Ahmed Ibrahim, un Égyptien de 23 ans, est arrivé en Pologne avec son chat dans une cage lundi soir, se sentant abasourdi et malade après des jours de voyage à pied. Il nous a dit qu’il  étudiait la médecine en Ukraine pendant cinq ans et qu’il ne lui restait qu’un an. Ibrahim n’avait aucune idée de ce que son avenir lui réservait ni même de ses prochaines étapes.

« Que dois-je faire maintenant ? Et Où allez sans argent avec mon chat ?

Un Pakistanais descend d’un bus qui venait de la ville de Lviv, dans l’ouest de l’Ukraine. Secoué dans le froid glacial d’un parking de supermarché, il a dit à un volontaire qu’il voulait aller en Allemagne mais qu’il n’avait pas d’argent.

Le volontaire lui a demandé s’il voulait être emmené à Cracovie, une ville polonaise qui le rapprocherait de l’Allemagne, et il a dit oui immédiatement.

L’agence des Nations Unies pour les réfugiés a déclaré mardi que quelque 660 000 réfugiés avaient déjà fui l’Ukraine vers les pays voisins.
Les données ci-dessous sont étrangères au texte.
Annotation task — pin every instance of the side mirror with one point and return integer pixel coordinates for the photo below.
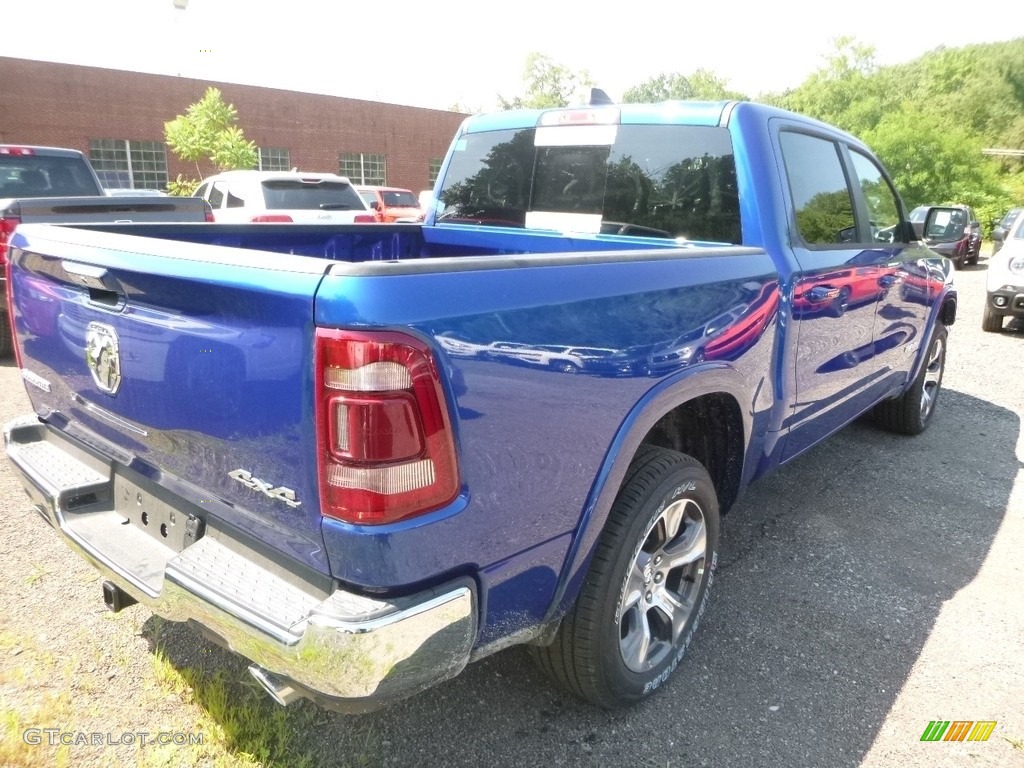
(941, 225)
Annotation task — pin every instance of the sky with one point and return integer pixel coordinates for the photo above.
(443, 54)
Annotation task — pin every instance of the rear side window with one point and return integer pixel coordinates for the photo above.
(217, 195)
(883, 210)
(641, 180)
(310, 196)
(821, 197)
(42, 176)
(399, 199)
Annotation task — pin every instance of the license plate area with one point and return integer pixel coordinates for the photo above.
(145, 506)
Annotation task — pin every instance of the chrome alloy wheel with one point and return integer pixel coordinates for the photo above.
(933, 378)
(662, 585)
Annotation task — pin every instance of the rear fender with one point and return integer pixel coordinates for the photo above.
(943, 311)
(702, 380)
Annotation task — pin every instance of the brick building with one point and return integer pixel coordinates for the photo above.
(117, 119)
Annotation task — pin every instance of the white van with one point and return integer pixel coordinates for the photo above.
(284, 196)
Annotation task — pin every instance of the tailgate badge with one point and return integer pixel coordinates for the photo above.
(280, 494)
(102, 355)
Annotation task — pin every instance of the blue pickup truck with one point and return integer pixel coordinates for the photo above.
(364, 456)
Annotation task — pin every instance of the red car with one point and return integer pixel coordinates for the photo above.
(391, 204)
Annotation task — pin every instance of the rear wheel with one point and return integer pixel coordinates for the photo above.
(990, 322)
(646, 588)
(911, 412)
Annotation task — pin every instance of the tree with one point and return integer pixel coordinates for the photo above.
(548, 85)
(208, 132)
(701, 85)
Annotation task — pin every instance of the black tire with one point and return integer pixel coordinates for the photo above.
(667, 506)
(990, 322)
(912, 411)
(6, 342)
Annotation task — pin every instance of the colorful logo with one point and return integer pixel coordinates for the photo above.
(958, 730)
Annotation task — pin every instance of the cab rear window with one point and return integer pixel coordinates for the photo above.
(641, 180)
(42, 176)
(310, 196)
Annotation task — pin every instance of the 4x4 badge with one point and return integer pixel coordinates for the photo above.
(280, 494)
(102, 356)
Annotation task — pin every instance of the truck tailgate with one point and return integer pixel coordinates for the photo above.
(187, 365)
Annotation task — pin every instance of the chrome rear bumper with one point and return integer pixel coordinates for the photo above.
(344, 650)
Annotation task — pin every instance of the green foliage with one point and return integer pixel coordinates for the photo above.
(930, 119)
(701, 85)
(548, 85)
(181, 186)
(208, 132)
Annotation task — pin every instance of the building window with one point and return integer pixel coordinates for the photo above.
(433, 170)
(364, 169)
(273, 159)
(129, 165)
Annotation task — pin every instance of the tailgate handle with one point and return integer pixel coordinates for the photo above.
(93, 278)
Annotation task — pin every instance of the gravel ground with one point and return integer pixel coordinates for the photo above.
(866, 589)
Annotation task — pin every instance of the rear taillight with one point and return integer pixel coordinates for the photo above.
(386, 451)
(7, 226)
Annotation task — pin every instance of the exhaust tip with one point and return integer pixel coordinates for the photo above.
(280, 689)
(116, 598)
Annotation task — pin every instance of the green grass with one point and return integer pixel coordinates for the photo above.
(241, 725)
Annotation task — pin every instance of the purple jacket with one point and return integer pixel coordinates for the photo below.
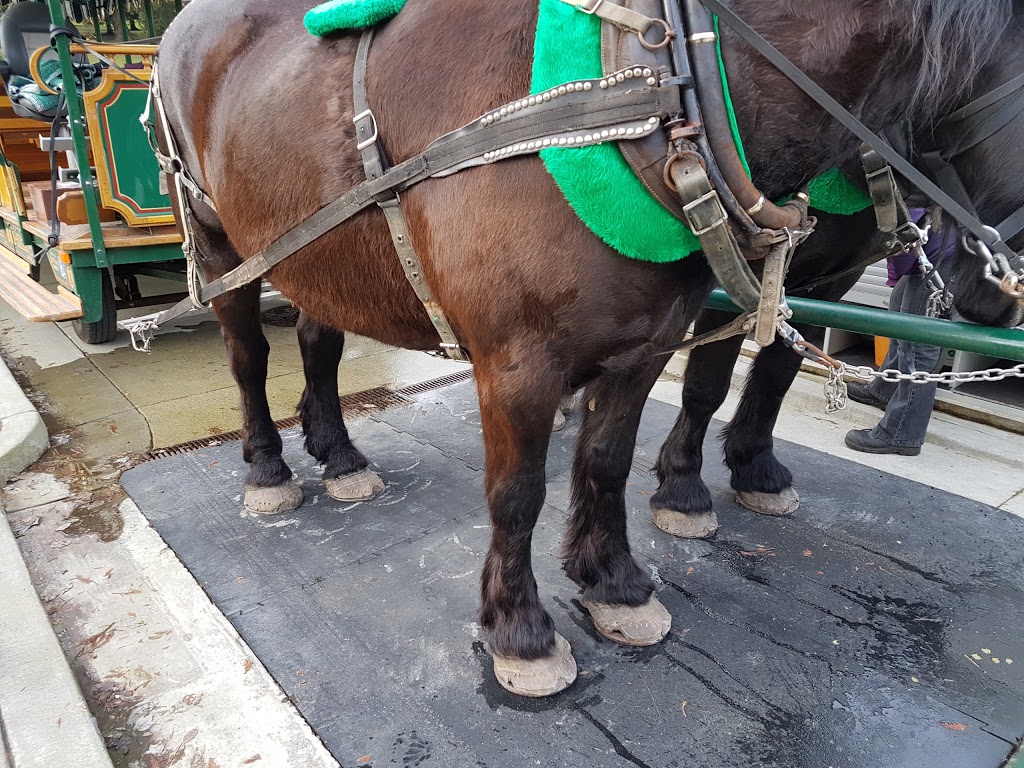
(939, 246)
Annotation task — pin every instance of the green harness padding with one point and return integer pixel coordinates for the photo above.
(338, 15)
(596, 181)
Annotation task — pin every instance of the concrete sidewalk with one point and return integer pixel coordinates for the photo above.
(43, 716)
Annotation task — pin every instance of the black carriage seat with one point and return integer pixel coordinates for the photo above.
(25, 28)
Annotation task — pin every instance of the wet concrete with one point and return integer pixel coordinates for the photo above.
(880, 627)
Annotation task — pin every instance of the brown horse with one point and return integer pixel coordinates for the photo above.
(262, 115)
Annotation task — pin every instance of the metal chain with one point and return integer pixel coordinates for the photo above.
(920, 377)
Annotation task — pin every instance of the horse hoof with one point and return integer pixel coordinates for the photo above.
(270, 501)
(543, 677)
(358, 486)
(559, 422)
(643, 625)
(776, 505)
(696, 525)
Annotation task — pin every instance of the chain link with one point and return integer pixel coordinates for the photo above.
(920, 377)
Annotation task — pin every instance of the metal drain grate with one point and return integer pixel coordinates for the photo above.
(354, 406)
(443, 381)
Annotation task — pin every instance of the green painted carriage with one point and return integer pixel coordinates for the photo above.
(81, 194)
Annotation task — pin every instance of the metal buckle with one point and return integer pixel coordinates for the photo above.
(360, 145)
(708, 208)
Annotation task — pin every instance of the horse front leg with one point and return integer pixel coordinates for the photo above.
(268, 485)
(616, 591)
(762, 482)
(518, 396)
(682, 504)
(346, 473)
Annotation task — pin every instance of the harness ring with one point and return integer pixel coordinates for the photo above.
(667, 31)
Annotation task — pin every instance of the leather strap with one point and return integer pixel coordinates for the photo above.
(709, 221)
(624, 18)
(374, 163)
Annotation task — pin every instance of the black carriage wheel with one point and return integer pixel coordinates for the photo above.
(105, 328)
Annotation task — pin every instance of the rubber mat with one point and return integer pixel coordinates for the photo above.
(881, 626)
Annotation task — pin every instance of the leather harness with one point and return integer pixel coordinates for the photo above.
(669, 78)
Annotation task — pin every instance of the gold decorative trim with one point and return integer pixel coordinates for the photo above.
(102, 163)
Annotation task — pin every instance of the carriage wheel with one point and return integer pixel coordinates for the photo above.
(105, 328)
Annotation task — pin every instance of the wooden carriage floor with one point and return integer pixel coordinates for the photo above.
(878, 627)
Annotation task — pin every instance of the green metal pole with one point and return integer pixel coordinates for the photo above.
(76, 122)
(96, 26)
(151, 27)
(992, 342)
(123, 13)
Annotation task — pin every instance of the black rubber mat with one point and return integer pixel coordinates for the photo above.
(881, 626)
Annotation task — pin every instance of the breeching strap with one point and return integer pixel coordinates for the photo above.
(374, 163)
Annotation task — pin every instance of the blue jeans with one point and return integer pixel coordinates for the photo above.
(909, 409)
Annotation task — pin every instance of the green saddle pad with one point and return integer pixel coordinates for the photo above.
(597, 182)
(338, 15)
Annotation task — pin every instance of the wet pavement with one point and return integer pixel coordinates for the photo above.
(879, 627)
(169, 680)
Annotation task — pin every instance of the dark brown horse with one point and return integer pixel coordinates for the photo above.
(262, 114)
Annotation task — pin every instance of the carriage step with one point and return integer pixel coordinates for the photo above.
(30, 299)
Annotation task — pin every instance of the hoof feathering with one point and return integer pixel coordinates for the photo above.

La Pologne, un pays de l’Union européenne qui abrite déjà de nombreux Ukrainiens qui s’y sont rendus travailler ces dernières années, a connu le plus grand nombre d’arrivées.
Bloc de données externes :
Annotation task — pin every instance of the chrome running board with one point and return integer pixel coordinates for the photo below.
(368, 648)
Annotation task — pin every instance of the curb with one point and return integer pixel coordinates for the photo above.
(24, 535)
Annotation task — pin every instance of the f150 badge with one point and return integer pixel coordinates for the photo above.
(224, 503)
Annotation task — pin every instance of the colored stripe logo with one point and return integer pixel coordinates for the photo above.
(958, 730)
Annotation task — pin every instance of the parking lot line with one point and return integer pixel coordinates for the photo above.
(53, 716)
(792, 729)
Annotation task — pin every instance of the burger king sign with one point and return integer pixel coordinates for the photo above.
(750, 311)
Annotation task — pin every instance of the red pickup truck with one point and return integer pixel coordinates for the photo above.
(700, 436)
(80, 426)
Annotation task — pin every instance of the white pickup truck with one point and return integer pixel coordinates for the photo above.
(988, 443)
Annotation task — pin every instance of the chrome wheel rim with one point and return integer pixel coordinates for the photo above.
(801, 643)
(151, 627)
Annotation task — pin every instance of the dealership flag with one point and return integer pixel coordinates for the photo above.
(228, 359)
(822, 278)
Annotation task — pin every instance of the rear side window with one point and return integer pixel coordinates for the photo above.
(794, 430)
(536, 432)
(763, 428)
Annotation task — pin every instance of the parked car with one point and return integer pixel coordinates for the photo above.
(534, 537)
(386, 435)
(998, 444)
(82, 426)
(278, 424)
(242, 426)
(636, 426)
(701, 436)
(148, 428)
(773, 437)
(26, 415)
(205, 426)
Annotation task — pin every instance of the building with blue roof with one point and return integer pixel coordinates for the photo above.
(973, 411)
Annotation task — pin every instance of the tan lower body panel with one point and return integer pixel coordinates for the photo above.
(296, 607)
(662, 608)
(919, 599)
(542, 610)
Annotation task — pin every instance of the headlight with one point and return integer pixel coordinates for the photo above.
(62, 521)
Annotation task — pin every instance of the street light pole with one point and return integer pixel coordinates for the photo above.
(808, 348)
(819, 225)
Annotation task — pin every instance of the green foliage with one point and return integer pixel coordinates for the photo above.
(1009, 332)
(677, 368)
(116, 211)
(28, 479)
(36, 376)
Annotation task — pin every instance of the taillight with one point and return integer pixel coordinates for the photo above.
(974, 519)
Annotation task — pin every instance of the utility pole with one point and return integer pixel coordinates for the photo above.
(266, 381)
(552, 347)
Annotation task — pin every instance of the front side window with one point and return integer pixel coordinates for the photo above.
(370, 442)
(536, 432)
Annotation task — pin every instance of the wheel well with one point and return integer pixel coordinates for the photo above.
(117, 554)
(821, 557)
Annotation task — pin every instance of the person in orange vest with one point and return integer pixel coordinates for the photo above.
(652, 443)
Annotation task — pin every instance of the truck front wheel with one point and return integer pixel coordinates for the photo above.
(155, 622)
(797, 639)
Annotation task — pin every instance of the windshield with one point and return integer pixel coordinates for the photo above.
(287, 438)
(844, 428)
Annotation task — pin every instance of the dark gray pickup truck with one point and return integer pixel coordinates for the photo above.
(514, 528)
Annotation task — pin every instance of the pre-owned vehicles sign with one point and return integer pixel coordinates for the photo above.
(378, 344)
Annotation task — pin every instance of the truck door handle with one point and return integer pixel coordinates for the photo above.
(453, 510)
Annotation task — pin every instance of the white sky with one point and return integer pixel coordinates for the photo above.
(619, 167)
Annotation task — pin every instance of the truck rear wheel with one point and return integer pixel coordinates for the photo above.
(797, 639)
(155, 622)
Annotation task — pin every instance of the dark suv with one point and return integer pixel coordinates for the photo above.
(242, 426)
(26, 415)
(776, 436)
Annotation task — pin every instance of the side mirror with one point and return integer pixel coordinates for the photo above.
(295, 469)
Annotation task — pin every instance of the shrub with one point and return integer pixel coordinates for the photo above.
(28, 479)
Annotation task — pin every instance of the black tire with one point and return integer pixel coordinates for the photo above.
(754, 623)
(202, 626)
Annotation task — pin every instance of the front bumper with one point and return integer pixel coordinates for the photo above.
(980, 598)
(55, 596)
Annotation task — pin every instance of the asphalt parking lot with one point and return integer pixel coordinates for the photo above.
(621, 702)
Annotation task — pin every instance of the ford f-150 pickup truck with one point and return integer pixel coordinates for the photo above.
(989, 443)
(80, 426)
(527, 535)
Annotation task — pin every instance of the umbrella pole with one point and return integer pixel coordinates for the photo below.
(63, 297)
«Ce chiffre augmente de façon exponentielle, heure après heure, littéralement, depuis jeudi », a déclaré lundi le chef de l’agence, Filippo Grandi, au Conseil de sécurité des Nations unies, alors que le nombre avait dépassé le demi-million. «Depuis que je travaille dans des crises de réfugiés pendant près de 40 ans et j’ai rarement vu un exode de personnes aussi rapide – le plus important, sûrement, en Europe, depuis les guerres des Balkans.»

L’ONU a estimé que jusqu’à 4 millions de réfugiés pourraient quitter l’Ukraine si la guerre se détériorait davantage.

Rania Sadki, est une étudiante marocaine en architecture, elle se trouve dans un village du sud-est de la Pologne, elle prévoit d’aller chez un oncle en Belgique.

Certains non-Ukrainiens se sont plaints d’avoir attendu plus longtemps dans la file d’attente pour traverser la frontière polonaise que les Ukrainiens et, dans certains cas, de se sentir mal traités et humiliés.

L’amie de Sadki, Fatima Arrossufi, qui étudiait également l’architecture à Kharkiv, a rapporté que les gardes-frontières ukrainiens avaient frappé son petit ami à la tête et à la jambe cassé et qu’il avait été hospitalisé en Ukraine.

Kaneka Agnihotri, est une étudiante indienne, elle vit en Ukraine depuis six ans, a marché dix heures sans nourriture jusqu’au poste frontière de Shehyni. Là, a-t-elle dit, les gardes ukrainiens l’ont humiliée, craché à la figure, elle et un groupe d’autres Indiens, leur disant de se lever et de s’asseoir et faire des pompes encore et encore et des gardes qui s’approchaient d’eux avec les matraques. En disant votre président Modi est maudit.

Elle a déclaré à RadioTamTam que son groupe avait ensuite déménagé à un autre poste frontalier où ils avaient été bien traités avec les gardes bienveillants. Une fois que le groupe a atteint la Pologne, les responsables ont tout fait pour aider, a déclaré Agnihotri.

Certains rapports ont rapporté que les Africains, en particulier, ont été mal traités par les gardes-frontières ukrainiens, en proférant des insultes racistes.

Cihan Yildiray, un Turc de 26 ans qui travaille à Kiev, a déclaré que les Ukrainiens passaient plus facilement le point de contrôle frontalier. Il a dit avoir vu des Noirs et des individus d’origine arabe être battus par des gardes ukrainiens.